Da mesma forma, espera-se pode saber situar de uma maneira mais clara o que pode esperar do analista enquanto um elemento que deve conduzir a análise até um desenlace favorável. Bem entendido, o que afirmamos é que para Ferenczi trata-se menos de se construir uma teoria acerca do fim da análise do que de se problematizar o próprio propósito de uma análise. Dessa forma, é pensando sobre seu fim, sobre seus limites, que Ferenczi pode iniciar uma importante parte de sua prática onde ele pôde, dentre outras coisas, pensar uma certa metapsicologia do lugar do analista. Esta última, nós acreditamos, será o instrumento através do qual Ferenczi se servirá para desenvolver seu pensamento em torno do manejo da própria transferência nos período final de suas formulações teórico-clínicas.

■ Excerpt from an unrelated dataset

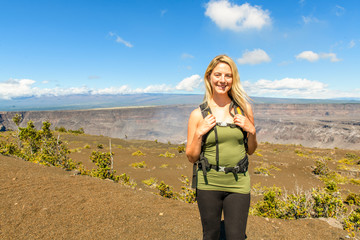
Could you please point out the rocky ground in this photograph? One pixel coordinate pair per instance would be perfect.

Em “O Problema do Fim de Análise”, ao comentar um caso clínico, Ferenczi nos coloca diante de uma questão que lhe parece representar uma espécie de dificuldade capaz de desafiar o analista na tentativa de cura.
Trata-se de problematizar um caso onde o que predominava enquanto material de análise eram justamente informações mentirosas do paciente acerca de si mesmo. Ferenczi se vê diante de um paciente que, por própria estrutura de caráter, é levado a mentir desenfreadamente ao analista. A indagação de Ferenczi vai na seguinte direção: como conduzir um processo de análise quando o sujeito não respeita a regra fundamental da psicanálise utilizando-se de um discurso forjado? Como dar crédito ao que é dito se esse dito tem sempre o estatuto de ser uma mentira?

Deixando de lado a particularidade do caso em si, afirmamos que o que interessa a Ferenczi é pensar acerca da incidência da mentira no processo de análise. Como entender os relatos que não se manifestam fiéis aos acontecimentos reais? Qual o valor da mentira na economia de um tratamento? Ao levantar essas questões Ferenczi é levado a fazer uma importante afirmação que não deixará de nos levar a certas articulações.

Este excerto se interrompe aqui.